Following the European Union’s June implementation of a 25 per cent tariff on bourbon, the popular U.S. whiskey variety, the impact has been clear. One American producer said his exports have “dropped to zero” as a result. Last year, they made up 15 per cent of revenue.

“Every U.K. buyer backed off,” said Paul Hletko, the owner of Evanston, Illinois-based Few Spirits. “They may want to buy it, but if they can’t sell it at the right price, that’s not doing us any favors.”

Small distillers cite the drought as proof their fears of a global trade war are coming to fruition. Europe had been blossoming as a source of new revenue -- but this market has been effectively cut off for producers that lack the clout or brand recognition of titans like Brown-Forman Corp. and Diageo PLC. Now they’ve been sent back to square one.

The tariffs, which target U.S. goods such as Levi Strauss & Co. blue jeans and Harley Davidson Inc. motorcycles, are the EU’s retaliation to President Trump’s duties on foreign steel and aluminum.

Hletko said the low six figures he’s made this year from international orders all were booked before the tariffs’ imposition. Meanwhile, Rob Cassell, the owner of Philadelphia-based New Liberty Distillery, said European buyers have dissolved.

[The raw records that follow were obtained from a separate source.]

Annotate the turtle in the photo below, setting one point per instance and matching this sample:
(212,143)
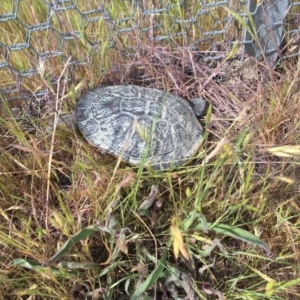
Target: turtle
(144,126)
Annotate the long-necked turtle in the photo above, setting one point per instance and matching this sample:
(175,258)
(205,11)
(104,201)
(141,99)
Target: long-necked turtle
(140,125)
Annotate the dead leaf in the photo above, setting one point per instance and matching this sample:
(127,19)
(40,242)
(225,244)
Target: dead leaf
(178,243)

“Everybody shops by price” Cassell said. “If your product before was 25 euros (US$28.51) a bottle and all of a sudden it’s 35, but nothing’s changed, that’s not the same great buy for you that it was before.”

Canada, Sweden

Spiros Malandrakis, head of alcoholic drinks research at Euromonitor, said that the tariffs have stunted the growth of bourbon in Western Europe. Consumers will likely go to new whiskies from countries such as Canada or Sweden, or drink something else, while big players like Brown-Forman’s Jack Daniels will find ways to absorb the additional costs -- a luxury that smaller, upstart companies don’t have.

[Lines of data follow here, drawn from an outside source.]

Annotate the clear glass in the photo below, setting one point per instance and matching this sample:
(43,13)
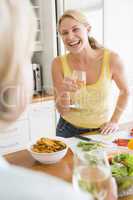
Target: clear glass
(80,79)
(92,174)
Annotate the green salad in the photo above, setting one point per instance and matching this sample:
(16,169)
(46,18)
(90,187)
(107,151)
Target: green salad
(121,165)
(122,170)
(88,146)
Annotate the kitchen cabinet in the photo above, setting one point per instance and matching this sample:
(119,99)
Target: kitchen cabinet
(46,45)
(38,120)
(42,119)
(15,137)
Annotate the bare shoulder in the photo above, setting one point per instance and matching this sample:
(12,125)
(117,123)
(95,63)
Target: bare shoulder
(116,63)
(56,65)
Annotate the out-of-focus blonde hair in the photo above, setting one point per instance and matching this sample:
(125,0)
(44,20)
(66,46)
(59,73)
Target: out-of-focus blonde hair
(81,18)
(17,35)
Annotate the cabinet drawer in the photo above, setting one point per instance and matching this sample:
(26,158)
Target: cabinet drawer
(14,138)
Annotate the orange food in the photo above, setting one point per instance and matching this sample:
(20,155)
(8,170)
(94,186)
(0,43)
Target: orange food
(46,145)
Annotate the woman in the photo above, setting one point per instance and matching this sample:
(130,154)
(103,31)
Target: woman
(17,34)
(101,66)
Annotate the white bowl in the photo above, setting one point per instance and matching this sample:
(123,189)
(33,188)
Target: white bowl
(48,158)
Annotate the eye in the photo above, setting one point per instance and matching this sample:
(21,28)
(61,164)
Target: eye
(64,33)
(76,29)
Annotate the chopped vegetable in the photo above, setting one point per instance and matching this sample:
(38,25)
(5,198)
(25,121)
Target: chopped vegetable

“Taxation and trade issues do play a role in drinking habits,” Malandrakis said. “It will be the smaller craft manufacturers that will start taking the biggest hits.”

Brown-Forman, which got just over a quarter of its revenue from Europe in 2017, opted to absorb the tariff’s impact in the short term before implementing delayed price increases. While the Louisville, Kentucky-based company has this option, it’s still feeling pain from the tariffs, and in August it lowered its profit forecast for the fiscal year.

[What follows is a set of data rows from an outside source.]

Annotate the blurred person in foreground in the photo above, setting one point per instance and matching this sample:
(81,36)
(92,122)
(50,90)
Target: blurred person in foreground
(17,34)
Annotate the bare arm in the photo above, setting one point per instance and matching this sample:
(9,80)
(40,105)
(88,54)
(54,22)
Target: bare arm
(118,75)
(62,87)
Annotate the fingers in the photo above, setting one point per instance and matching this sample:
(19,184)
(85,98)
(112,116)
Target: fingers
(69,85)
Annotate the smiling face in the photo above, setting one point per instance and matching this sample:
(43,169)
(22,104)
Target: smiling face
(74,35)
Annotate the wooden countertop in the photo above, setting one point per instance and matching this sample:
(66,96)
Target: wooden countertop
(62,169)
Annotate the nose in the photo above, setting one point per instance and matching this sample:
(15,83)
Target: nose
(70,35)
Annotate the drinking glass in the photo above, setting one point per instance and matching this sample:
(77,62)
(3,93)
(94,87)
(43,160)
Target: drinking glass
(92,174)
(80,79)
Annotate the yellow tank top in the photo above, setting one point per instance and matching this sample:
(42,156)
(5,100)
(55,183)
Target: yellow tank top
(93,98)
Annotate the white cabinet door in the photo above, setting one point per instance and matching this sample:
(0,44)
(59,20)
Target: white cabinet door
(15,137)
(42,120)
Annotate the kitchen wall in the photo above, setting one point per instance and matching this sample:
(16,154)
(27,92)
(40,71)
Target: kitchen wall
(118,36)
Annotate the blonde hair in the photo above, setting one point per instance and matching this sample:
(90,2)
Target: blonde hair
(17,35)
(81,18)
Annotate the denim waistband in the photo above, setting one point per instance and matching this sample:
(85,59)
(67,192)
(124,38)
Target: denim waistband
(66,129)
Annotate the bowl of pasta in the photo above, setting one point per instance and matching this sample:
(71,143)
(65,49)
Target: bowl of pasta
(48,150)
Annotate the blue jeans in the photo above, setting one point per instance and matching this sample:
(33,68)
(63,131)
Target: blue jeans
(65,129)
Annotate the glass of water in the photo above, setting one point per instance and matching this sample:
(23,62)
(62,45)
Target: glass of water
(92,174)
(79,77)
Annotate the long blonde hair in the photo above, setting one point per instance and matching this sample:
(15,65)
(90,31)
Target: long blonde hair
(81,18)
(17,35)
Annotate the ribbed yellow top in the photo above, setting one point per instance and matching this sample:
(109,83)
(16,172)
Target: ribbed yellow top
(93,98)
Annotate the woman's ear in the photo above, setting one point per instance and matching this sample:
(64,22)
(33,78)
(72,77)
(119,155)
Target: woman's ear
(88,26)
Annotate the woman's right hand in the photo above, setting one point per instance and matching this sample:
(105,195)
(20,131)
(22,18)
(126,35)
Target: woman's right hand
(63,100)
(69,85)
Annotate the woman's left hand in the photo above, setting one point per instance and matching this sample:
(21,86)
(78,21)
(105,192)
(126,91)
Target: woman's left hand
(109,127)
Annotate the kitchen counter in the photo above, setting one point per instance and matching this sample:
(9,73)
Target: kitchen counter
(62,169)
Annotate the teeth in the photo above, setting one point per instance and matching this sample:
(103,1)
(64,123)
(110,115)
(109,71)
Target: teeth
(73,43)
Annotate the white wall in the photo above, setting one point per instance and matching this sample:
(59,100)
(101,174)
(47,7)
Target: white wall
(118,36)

At Milroy’s, a whiskey shop in central London’s Soho district, American whiskey brands make up 25 per cent of the bar’s 200 plus spirits. Over the last three to five years, customers bought it more than ever before, according to managing director Martyn “Simo” Simpson.

Prices for a third of U.S. brands have jumped 10 to 15 per cent, and he may even stop selling some by springtime, he said.

“The whiskey drinkers aren’t going to stop drinking whiskey, they’ll just go on to something else,” Simpson said. “Scotland’s going to be loving it.”